— Si quieres, lávales tú, cocínales tú. Yo en este circo no pienso participar — dijo Sonia a su marido.

Sonia estaba de pie junto a la ventana, observando cómo su esposo, Kirill, se afanaba en el patio con su padre. Nada especial — un sábado cualquiera —, pero en su pecho se acumulaba una sensación cada vez más pesada. Se esforzaba por no mostrar que estaba cansada, que estaba enfadada, que todo aquello no le gustaba, pero por dentro hervía desde hacía tiempo.
Tres meses antes, los padres de Kirill — Piotr Ivánovich y Valentina Petróvna — se habían mudado a su casa. Llegaron “temporalmente”, porque supuestamente habían tenido problemas con la calefacción de su vieja casa en las afueras. Sonia nunca lo creyó — conociendo a Valentina Petróvna, entendía que si aquella mujer se instalaba en algún sitio, echarla no sería nada fácil.

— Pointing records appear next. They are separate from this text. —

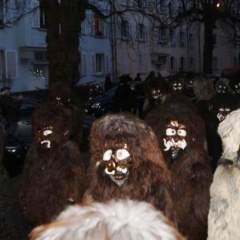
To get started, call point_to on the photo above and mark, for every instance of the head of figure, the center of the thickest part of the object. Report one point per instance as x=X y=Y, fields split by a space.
x=6 y=91
x=119 y=144
x=221 y=87
x=50 y=125
x=60 y=93
x=155 y=91
x=175 y=138
x=177 y=86
x=223 y=105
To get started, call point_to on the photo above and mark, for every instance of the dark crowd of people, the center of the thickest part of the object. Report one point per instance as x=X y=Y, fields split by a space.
x=171 y=172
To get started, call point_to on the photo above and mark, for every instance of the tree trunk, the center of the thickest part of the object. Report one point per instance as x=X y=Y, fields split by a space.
x=63 y=29
x=208 y=48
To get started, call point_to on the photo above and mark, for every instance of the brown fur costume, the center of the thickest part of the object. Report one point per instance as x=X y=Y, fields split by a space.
x=224 y=212
x=191 y=169
x=53 y=172
x=148 y=178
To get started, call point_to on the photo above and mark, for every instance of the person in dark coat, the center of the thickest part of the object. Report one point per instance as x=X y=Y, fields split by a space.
x=13 y=224
x=10 y=109
x=125 y=98
x=61 y=94
x=108 y=82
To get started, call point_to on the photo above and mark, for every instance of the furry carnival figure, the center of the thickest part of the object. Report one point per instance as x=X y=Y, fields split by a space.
x=13 y=224
x=181 y=134
x=61 y=94
x=114 y=220
x=53 y=173
x=224 y=213
x=126 y=162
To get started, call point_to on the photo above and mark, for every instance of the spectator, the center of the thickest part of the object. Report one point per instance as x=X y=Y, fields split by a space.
x=138 y=78
x=108 y=82
x=10 y=109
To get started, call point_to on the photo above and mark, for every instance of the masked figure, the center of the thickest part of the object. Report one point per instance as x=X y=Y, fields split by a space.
x=181 y=134
x=127 y=163
x=224 y=213
x=176 y=86
x=53 y=173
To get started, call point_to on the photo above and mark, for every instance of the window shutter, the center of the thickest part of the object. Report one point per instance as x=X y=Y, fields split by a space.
x=36 y=15
x=11 y=64
x=137 y=31
x=84 y=64
x=107 y=70
x=93 y=63
x=1 y=64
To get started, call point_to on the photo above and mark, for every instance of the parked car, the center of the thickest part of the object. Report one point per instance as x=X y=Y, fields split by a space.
x=16 y=147
x=103 y=103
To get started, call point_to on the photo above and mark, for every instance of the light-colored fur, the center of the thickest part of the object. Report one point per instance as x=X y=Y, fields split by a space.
x=229 y=131
x=224 y=213
x=114 y=220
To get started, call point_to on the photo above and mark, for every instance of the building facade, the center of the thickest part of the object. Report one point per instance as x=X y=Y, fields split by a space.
x=126 y=43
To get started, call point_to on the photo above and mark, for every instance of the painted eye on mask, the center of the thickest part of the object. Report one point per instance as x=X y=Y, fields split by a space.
x=107 y=155
x=122 y=154
x=182 y=133
x=47 y=132
x=170 y=132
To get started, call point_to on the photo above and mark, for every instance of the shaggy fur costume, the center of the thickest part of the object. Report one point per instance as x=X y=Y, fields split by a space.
x=224 y=213
x=191 y=169
x=53 y=176
x=115 y=220
x=148 y=179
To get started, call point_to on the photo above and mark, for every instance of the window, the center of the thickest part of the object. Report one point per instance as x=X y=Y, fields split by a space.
x=182 y=64
x=8 y=64
x=191 y=63
x=140 y=3
x=214 y=39
x=6 y=13
x=83 y=70
x=172 y=36
x=98 y=63
x=1 y=14
x=162 y=35
x=190 y=40
x=215 y=64
x=39 y=15
x=181 y=38
x=98 y=26
x=125 y=29
x=170 y=10
x=160 y=7
x=43 y=18
x=172 y=63
x=40 y=56
x=141 y=32
x=11 y=66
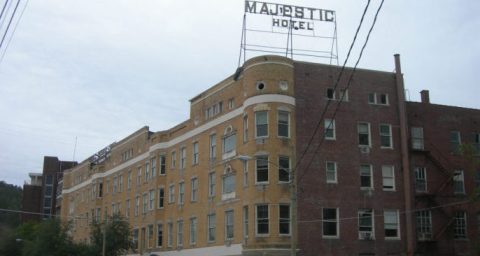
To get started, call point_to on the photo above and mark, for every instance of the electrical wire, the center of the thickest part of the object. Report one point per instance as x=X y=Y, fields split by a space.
x=14 y=29
x=335 y=86
x=9 y=23
x=299 y=221
x=349 y=82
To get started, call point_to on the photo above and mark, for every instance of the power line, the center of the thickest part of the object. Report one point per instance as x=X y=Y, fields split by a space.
x=9 y=23
x=14 y=29
x=299 y=221
x=349 y=82
x=336 y=85
x=400 y=213
x=3 y=10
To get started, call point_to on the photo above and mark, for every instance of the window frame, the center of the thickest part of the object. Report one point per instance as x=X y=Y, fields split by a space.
x=392 y=178
x=263 y=169
x=329 y=126
x=368 y=134
x=370 y=168
x=263 y=218
x=283 y=124
x=335 y=221
x=327 y=170
x=260 y=125
x=458 y=179
x=283 y=220
x=386 y=135
x=388 y=223
x=281 y=168
x=229 y=225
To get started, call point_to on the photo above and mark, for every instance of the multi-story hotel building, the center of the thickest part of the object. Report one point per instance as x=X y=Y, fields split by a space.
x=220 y=182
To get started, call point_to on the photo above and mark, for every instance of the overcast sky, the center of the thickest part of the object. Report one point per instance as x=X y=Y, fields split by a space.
x=100 y=70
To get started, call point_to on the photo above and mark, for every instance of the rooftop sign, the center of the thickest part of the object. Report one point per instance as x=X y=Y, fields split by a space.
x=289 y=11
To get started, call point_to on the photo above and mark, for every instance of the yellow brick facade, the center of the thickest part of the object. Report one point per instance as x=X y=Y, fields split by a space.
x=122 y=180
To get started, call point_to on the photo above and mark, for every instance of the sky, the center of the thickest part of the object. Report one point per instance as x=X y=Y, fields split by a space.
x=80 y=75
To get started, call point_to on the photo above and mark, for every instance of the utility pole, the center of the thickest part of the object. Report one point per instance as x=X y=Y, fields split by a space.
x=293 y=205
x=104 y=244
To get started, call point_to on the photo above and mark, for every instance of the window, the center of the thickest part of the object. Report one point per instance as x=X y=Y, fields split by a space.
x=417 y=138
x=145 y=203
x=262 y=219
x=159 y=235
x=424 y=225
x=153 y=164
x=330 y=93
x=388 y=177
x=147 y=172
x=150 y=236
x=211 y=184
x=193 y=230
x=420 y=179
x=391 y=223
x=261 y=124
x=262 y=169
x=245 y=128
x=386 y=136
x=181 y=193
x=137 y=205
x=476 y=143
x=231 y=103
x=179 y=233
x=115 y=184
x=383 y=99
x=163 y=164
x=229 y=143
x=460 y=228
x=283 y=124
x=171 y=193
x=331 y=172
x=151 y=202
x=365 y=224
x=213 y=146
x=284 y=219
x=283 y=169
x=343 y=95
x=129 y=180
x=195 y=153
x=161 y=197
x=228 y=183
x=477 y=179
x=458 y=182
x=174 y=159
x=170 y=234
x=245 y=221
x=329 y=129
x=127 y=208
x=229 y=225
x=135 y=239
x=183 y=157
x=364 y=134
x=211 y=227
x=194 y=190
x=372 y=98
x=455 y=142
x=245 y=172
x=366 y=176
x=330 y=222
x=120 y=183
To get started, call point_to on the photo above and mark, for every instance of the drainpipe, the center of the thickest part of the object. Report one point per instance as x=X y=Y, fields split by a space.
x=402 y=112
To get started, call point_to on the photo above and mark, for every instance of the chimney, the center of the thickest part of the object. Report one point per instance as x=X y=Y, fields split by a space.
x=425 y=95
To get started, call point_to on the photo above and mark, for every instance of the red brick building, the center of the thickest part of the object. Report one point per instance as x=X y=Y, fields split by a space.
x=359 y=184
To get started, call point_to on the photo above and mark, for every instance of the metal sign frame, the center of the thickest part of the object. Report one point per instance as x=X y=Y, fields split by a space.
x=314 y=30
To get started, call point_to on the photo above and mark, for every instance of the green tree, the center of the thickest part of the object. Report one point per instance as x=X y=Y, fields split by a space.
x=117 y=236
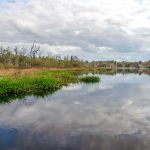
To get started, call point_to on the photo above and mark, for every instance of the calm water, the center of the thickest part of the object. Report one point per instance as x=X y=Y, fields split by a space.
x=111 y=115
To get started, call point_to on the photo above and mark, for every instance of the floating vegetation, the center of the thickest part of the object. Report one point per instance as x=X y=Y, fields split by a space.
x=90 y=79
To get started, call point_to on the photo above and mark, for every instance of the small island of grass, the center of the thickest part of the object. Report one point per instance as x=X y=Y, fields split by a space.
x=90 y=79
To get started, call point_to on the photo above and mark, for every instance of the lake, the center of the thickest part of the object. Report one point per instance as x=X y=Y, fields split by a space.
x=111 y=115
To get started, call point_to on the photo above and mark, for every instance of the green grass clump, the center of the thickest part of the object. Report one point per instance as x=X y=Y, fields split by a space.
x=28 y=85
x=90 y=79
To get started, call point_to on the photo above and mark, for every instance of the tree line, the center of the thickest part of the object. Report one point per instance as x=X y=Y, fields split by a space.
x=23 y=58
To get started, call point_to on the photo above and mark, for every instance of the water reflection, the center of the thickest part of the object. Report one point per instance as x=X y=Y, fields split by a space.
x=111 y=115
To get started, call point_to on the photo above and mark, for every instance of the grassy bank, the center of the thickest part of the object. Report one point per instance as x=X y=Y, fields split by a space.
x=39 y=83
x=90 y=79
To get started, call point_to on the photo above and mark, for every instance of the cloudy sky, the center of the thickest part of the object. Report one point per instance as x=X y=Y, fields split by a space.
x=89 y=29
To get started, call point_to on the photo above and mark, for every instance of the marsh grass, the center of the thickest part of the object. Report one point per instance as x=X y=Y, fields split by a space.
x=90 y=79
x=40 y=83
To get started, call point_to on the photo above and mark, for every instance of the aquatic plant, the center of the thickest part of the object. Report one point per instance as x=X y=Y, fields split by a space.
x=90 y=79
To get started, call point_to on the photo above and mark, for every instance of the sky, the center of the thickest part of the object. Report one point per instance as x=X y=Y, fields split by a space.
x=89 y=29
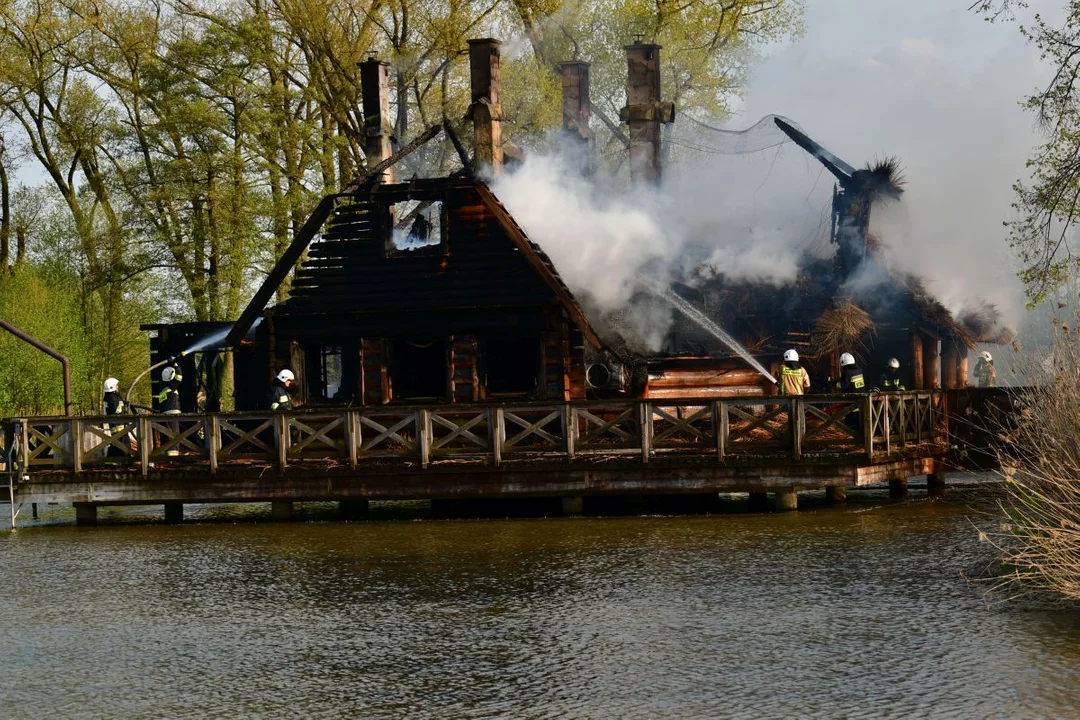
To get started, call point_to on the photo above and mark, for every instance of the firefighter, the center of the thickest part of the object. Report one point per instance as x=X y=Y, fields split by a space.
x=169 y=402
x=985 y=372
x=113 y=403
x=891 y=378
x=279 y=399
x=852 y=380
x=169 y=398
x=794 y=379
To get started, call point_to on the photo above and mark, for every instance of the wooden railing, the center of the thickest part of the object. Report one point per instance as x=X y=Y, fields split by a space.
x=794 y=429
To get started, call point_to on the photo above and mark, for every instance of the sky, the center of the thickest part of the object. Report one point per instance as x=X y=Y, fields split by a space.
x=939 y=87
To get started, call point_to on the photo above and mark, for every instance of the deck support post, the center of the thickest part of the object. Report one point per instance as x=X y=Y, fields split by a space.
x=898 y=487
x=281 y=511
x=758 y=501
x=85 y=514
x=836 y=494
x=935 y=483
x=353 y=510
x=572 y=504
x=174 y=513
x=786 y=500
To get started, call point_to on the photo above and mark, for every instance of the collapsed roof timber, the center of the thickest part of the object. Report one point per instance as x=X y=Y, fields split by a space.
x=430 y=290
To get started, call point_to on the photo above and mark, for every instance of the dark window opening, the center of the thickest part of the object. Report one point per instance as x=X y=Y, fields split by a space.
x=418 y=369
x=511 y=364
x=326 y=379
x=417 y=230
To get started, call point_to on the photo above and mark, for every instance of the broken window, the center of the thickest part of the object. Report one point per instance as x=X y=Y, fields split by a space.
x=417 y=229
x=511 y=364
x=328 y=364
x=418 y=369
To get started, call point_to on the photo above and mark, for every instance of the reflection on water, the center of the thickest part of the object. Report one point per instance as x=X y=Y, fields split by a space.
x=853 y=612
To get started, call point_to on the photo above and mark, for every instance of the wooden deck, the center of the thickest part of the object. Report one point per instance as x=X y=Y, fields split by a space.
x=568 y=449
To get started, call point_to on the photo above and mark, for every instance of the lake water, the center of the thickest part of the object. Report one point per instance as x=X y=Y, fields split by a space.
x=858 y=612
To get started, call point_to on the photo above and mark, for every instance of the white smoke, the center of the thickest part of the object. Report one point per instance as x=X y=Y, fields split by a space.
x=939 y=87
x=936 y=87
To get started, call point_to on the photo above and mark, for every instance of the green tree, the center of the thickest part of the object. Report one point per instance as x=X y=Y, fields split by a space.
x=1048 y=201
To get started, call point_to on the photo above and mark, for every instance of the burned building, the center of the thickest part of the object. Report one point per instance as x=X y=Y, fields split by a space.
x=428 y=291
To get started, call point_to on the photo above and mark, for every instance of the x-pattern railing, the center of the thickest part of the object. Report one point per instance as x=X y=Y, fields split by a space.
x=793 y=428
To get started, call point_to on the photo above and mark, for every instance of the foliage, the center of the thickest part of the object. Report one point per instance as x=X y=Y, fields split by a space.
x=1048 y=203
x=183 y=143
x=1039 y=450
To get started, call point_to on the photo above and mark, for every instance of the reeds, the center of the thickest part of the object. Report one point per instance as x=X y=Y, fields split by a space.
x=1038 y=541
x=840 y=328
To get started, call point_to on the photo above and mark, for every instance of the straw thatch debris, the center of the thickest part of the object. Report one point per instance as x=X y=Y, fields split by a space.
x=934 y=314
x=881 y=180
x=983 y=322
x=840 y=328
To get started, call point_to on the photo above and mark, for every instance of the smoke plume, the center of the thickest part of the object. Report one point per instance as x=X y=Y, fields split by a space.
x=936 y=87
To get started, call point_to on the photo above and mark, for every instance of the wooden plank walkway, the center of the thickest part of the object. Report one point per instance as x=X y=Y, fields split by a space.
x=477 y=450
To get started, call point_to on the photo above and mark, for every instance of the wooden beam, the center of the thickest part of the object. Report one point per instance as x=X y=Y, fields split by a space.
x=307 y=233
x=524 y=245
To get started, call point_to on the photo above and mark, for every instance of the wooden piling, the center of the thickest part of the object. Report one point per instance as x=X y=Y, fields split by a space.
x=917 y=378
x=174 y=513
x=574 y=504
x=898 y=488
x=786 y=500
x=281 y=511
x=935 y=483
x=931 y=363
x=950 y=361
x=85 y=514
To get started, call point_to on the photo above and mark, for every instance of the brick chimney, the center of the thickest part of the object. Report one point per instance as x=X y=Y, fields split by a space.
x=645 y=111
x=375 y=87
x=486 y=109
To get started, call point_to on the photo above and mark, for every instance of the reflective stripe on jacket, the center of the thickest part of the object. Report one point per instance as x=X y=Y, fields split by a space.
x=794 y=380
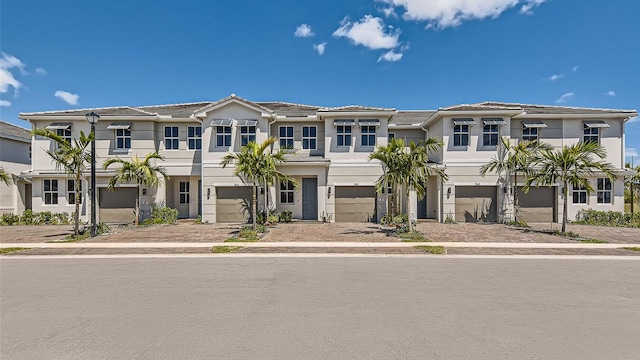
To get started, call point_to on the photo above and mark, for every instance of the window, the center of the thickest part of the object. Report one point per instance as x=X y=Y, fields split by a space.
x=309 y=137
x=604 y=191
x=223 y=136
x=65 y=134
x=344 y=135
x=123 y=138
x=368 y=135
x=194 y=137
x=247 y=134
x=461 y=135
x=286 y=192
x=171 y=140
x=184 y=192
x=71 y=191
x=591 y=134
x=286 y=137
x=579 y=195
x=50 y=191
x=530 y=134
x=490 y=135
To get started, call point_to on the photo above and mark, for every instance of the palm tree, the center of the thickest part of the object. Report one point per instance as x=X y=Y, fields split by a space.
x=571 y=165
x=142 y=172
x=5 y=177
x=255 y=163
x=514 y=159
x=407 y=166
x=74 y=158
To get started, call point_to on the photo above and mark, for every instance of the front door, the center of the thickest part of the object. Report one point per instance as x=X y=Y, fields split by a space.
x=310 y=199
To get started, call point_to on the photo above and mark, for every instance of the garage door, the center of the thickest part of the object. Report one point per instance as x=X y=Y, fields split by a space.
x=538 y=205
x=233 y=204
x=117 y=206
x=476 y=204
x=355 y=203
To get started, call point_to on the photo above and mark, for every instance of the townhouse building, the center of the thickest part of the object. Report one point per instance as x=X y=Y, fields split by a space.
x=330 y=164
x=15 y=158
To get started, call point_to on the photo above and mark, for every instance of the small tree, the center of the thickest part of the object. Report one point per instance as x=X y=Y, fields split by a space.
x=142 y=172
x=256 y=163
x=407 y=166
x=514 y=159
x=74 y=158
x=571 y=165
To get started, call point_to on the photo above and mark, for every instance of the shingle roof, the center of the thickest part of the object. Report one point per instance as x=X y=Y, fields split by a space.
x=15 y=132
x=550 y=109
x=405 y=117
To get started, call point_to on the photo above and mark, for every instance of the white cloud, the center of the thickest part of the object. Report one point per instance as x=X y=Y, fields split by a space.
x=564 y=98
x=555 y=77
x=528 y=6
x=390 y=56
x=450 y=13
x=69 y=98
x=303 y=30
x=8 y=62
x=320 y=48
x=369 y=32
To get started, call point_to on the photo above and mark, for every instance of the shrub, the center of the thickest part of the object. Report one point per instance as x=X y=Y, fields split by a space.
x=9 y=219
x=607 y=218
x=286 y=216
x=162 y=215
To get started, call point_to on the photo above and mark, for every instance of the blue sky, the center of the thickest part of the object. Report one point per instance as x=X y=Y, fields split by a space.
x=407 y=54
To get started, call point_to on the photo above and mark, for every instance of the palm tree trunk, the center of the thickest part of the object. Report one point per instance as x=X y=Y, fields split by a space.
x=564 y=206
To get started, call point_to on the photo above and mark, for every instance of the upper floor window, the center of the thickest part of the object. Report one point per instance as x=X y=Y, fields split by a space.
x=461 y=135
x=194 y=137
x=171 y=139
x=579 y=194
x=122 y=135
x=71 y=191
x=490 y=134
x=368 y=135
x=604 y=191
x=286 y=137
x=223 y=136
x=247 y=134
x=344 y=135
x=309 y=137
x=50 y=191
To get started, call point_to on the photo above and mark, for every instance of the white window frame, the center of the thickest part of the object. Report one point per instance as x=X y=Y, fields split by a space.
x=287 y=192
x=342 y=133
x=366 y=134
x=53 y=194
x=488 y=130
x=247 y=134
x=459 y=132
x=124 y=135
x=579 y=195
x=172 y=140
x=308 y=139
x=194 y=140
x=286 y=141
x=602 y=191
x=71 y=191
x=530 y=134
x=222 y=133
x=183 y=192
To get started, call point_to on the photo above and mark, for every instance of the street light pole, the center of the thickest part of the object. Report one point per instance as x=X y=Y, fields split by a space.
x=93 y=118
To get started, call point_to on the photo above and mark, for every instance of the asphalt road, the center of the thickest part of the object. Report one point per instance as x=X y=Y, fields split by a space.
x=319 y=308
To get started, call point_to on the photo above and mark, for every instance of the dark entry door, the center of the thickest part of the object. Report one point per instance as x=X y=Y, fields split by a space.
x=310 y=199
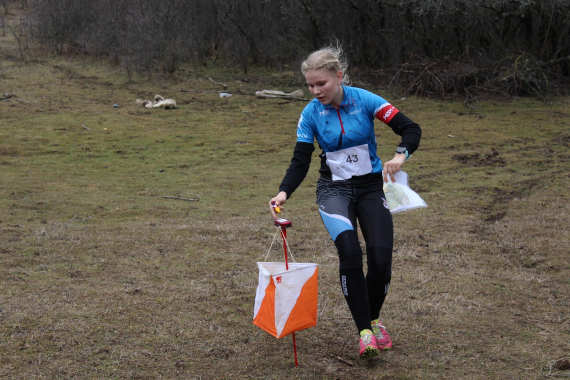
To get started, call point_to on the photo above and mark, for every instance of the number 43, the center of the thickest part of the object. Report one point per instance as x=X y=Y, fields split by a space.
x=352 y=158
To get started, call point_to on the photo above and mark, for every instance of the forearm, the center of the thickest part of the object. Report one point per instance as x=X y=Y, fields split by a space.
x=298 y=168
x=410 y=131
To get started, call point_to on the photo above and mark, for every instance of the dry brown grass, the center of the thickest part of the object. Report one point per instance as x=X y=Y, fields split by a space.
x=102 y=278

Sonia y Kirill llevaban casi siete años juntos. Él siempre había sido una persona dócil, que evitaba los conflictos. En el trabajo — responsable; en casa — también se esforzaba, pero en cuanto se trataba de sus padres, desaparecía por completo su voluntad.
Sonia cerró la ventana y fue a la cocina. Allí, sentada a la mesa, Valentina Petróvna pelaba manzanas. Las pelaba despacio, con aire de mártir.
— Sonia — alargó la suegra sin mirarla —, deberías marinar el pollo para la cena. A Piotr Ivánovich le gusta más jugoso. Y no te olvides del puré, el de ayer te quedó lleno de grumos.
Sonia quiso decir algo, pero se contuvo. Sabía que, si empezaba ahora, terminarían discutiendo, y Kirill volvería a pedirle que “tuviera paciencia”.
Retiró las cáscaras de la mesa y fue a buscar patatas. En el estante reinaba el desorden: a Valentina Petróvna le encantaba mandar en la cocina ajena.
Por la tarde llegó Kostia, el hermano de Kirill. Joven, arreglado, siempre con el teléfono en la mano. También se había instalado en su casa: que si la reforma de su piso se había retrasado. Iba ya por el segundo mes, para ser exactos.
Kostia no vino solo — trajo consigo a su nueva conquista, Inna. Una chica de unos veintidós años, risa estridente, uñas de diez centímetros.
— Sonia, ¿tienes algo para picar? — anunció Inna desde la entrada y, sin esperar respuesta, se metió en la nevera.
Sonia estaba junto a los fogones, removiendo la sopa. Escuchaba cómo Kirill y su padre hablaban de alguna chatarra detrás del garaje, cómo Kostia se reía a carcajadas con memes, cómo Inna golpeaba la puerta del frigorífico. Y ella preparaba una sopa que, seguramente, volverían a llamar “insípida”.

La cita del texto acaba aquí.